The Maxxis Forekaster is a bit more of a rarity to see, being the go-to Maxxis XC tire for very loose soil or mud. While it doesn't get picked up as much as these other dry tires do, it holds its place in the Maxxis lineup for the XC/Trail mud tire. Having mid-height almost square knobs across the tire that is spaced out quite a bit, it's as close to an XC spike you can get. Along with a spike-like design, most of the knobs or spikes also have generous siping, making sure those tall knobs conform to anything they can grab onto when the dirt gets slippery.
Coming in a 2.2 or 2.35, it pairs nicely with the classic Ikon or Ardent Race tires as a front. I know Geoff Kabush will often run this tire up front for more alternative XC races where the soil might be loose and soft like in the Downieville Classic, or wet slippery and unpredictable like the BC Bike Race. It also happens to be pretty light for the amount of traction it provides, which I don't think anyone will complain about.
While the Maxxis DHRII might be considered to be an all-mountain/enduro/downhill tire, it provides a great grip to weight ratio when it's in the 2.3 widths and EXO protection. I would not consider this the typical XC tire unless your typical XC race is the Downieville Classic where 3k feet of climbing is followed by 30mph+ descents. The DHRII has large ramped knobs in the center that take up most of the tread, and then transition to classic Minion side knobs.
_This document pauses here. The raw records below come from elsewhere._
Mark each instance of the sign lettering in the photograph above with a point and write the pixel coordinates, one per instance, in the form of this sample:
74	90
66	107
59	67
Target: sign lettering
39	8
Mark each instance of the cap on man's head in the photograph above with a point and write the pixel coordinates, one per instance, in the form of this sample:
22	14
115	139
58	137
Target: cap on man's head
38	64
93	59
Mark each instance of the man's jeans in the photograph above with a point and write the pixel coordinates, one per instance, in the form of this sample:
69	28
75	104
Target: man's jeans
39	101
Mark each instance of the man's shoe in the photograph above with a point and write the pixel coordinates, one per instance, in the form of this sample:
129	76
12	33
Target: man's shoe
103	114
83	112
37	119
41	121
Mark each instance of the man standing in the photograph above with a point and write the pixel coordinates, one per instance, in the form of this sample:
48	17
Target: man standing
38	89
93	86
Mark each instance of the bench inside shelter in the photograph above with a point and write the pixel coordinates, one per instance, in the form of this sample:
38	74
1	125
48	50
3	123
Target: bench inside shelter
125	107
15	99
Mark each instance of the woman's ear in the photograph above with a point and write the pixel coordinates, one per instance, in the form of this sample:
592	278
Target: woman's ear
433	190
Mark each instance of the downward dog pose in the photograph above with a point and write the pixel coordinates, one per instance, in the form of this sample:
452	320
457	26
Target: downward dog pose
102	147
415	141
With amazing braking traction and generous siping, the grip and control from a Maxxis DHRII are off the charts compared to any other Maxxis XC tire. The Maxxis DHRII is the most aggressive tire of this comparison and fits right into and at the top of the trail tire category, going slightly into the all-mountain/enduro tire realm.
While the Maxxis DHRII comes in a vast array of widths, casings and rubber options, the only ones to look at here are the 2.3 and 2.4 widths with EXO protection. Anything more and that goes into the next category of tires. While the knobs are quite big compared to other XC/Trail tires, the rolling speed is pretty good when looking at the corners you will be able to take with this tire.
Hopefully, you’re not more confused now than before you read this comparison. Maxxis offers probably the widest range of tire options for any given discipline and XC/Trail is no different. With seven core tires that we looked at and with all of the tires coming with different widths, casings and rubber options, the possibilities really are endless. You can choose how much grip you want, how fast the tire rolls, and what wheel you want to put it on with Maxxis. Run the same tire front and rear, run the same tread but large volume up front, or what most of us at Worldwide do: run a more aggressive front tire with a faster rolling rear tire so you can let it slide out back while being in control up front.